Gofast-HNSW is a reference implementation of the Hierarchical Navigable Small World graph paper by Malkov & Yashunin (2018) as a companion to the AWS presentation by Ben Duncan "What you need to know about Vector Databases. From use-cases to a deep dive on the technology"
This project is designed for educational & AWS instance benchmarking purposes only. The project compares the speed of the HNSW graph for k-NN search, the impact of settings to create the HNSW graph (M, mmax, mmax0, efConstruction, efSearch) compared to a naive (brute-search) implementation.
NOTE: For a production grade library and complete implementation of HNSW that takes advantage of CPU acceleration (SSE, AVX2, AVX-512) see https://github.com/nmslib/hnswlib
For customers that wish to deploy a Vector database on AWS, Amazon OpenSearch provides a k-Nearest Neighbor (k-NN) search feature built on HNSW, to help power recommendation use-cases (for example, an "other songs you might like" feature in a music application), through to image recognition, and fraud detection.
OpenSearch k-NN Search plugin:
Amazon OpenSearch Service’s vector database capabilities explained:
For more details on the memory requirements for large scale vector use-cases:
Build (go > 1.21.0 recommended)
make build
Run the benchmark for 1 million vectors (16 dimensions)
./bin/vecbench -num 1000000 -m 16 -mmax 16 -mmax0 32 -ef 200 -size 16 -csvfile benchmarks/1m.csv
Example output:
Total searches 1000000
Total matches from ground Truth: 9654061
Average 10-NN precision: 0.965406
HNSW efSearch (70):
HNSW Stats:
h.M = 16
h.Mmax = 16
h.Mmax0 = 32
h.Efconstruction = 200
h.Ep = 447724
h.Maxlevel = 5
h.Heuristic = true
h.Ml = 0.360674
Number of nodes = 1000000
Level 0, number of nodes 937441, number of connections 25710940, avg 25
Level 1, number of nodes 58480, number of connections 1000928, avg 16
Level 2, number of nodes 3828, number of connections 65248, avg 16
Level 3, number of nodes 230, number of connections 4000, avg 16
Level 4, number of nodes 18, number of connections 320, avg 16
Level 5, number of nodes 2, number of connections 0, avg 0
Total number of node levels = 6
HNSW search complete in 122.544270 (secs)
HNSW search queries per second 8160.316251 (8 threaded)
HNSW search queries per second 1020.039531 (Single threaded)
Note, the benchmark tool will create the specified number of vectors in a HNSW graph, conduct a brute-search for every element to find the top k-NN (10) and used as a ground-truth reference.
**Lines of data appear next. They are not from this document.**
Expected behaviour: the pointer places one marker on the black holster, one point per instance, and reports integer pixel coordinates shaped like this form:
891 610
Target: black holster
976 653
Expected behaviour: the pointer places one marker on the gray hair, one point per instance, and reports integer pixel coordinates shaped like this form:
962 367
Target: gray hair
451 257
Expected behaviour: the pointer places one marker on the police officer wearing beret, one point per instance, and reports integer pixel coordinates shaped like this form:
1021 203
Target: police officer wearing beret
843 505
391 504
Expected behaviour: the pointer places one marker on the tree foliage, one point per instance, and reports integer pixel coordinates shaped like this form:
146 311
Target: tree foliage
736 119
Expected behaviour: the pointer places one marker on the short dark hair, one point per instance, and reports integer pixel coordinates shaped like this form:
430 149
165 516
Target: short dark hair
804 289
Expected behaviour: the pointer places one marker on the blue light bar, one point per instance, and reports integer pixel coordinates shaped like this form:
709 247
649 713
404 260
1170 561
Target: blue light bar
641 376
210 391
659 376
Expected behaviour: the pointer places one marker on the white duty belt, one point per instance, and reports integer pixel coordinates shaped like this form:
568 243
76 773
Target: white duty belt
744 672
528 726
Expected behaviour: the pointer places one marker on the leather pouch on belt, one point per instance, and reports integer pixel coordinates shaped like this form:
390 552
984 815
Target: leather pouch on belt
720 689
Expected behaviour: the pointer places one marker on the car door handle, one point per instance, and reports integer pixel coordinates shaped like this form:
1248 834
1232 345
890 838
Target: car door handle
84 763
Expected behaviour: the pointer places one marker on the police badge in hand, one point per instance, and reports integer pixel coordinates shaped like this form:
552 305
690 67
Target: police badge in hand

Once complete a HNSW search will run for the entire dataset to find the k-NN with a stepped efSearch
paramater (in 10 increments) to reach the HNSW ef
paramater used to create the index. This is used to change the accuracy of the search and speed, demonstrating the queries per second (qps) that can be achieved.
To benchmark the results open the Jupyter Notebook benchmarks/gengraph.ipynb
and place the results of the benchmark for the specific instance-type in a CSV file, e.g benchmarks/c7g.8xlarge.1m-m16-16d-200ef.csv
for comparison.
The following instance types are benchmarked
- c6a.8xlarge -
AMD EPYC 7R13 CPU
- c7g.8xlarge -
Graviton3 CPU - ARM Neoverse-V1
- c6g.8xlarge -
Graviton2 CPU - ARM Neoverse-N1
- c6i.8xlarge -
Intel(R) Xeon(R) Platinum 8375C
- c6i.4xlarge -
Intel(R) Xeon(R) Platinum 8375C
- c5.4xlarge -
Intel(R) Xeon(R) Platinum 8275CL
- c4.4xlarge -
Intel(R) Xeon(R) CPU E5-2666 v3
Results plotting the performance on a HNSW search (1 million vectors with 16 dimensions)
To illustrate the performance of HNSW over a naive (brute-search) implementation
To conclude the benchmarking comparison between a brute-search and HNSW using the gofast-hnsw
reference implementation.
As an example using a c6i.4xlarge
instance HNSW provides a 66x speed-up at 90% precision compared to a brute-search approach.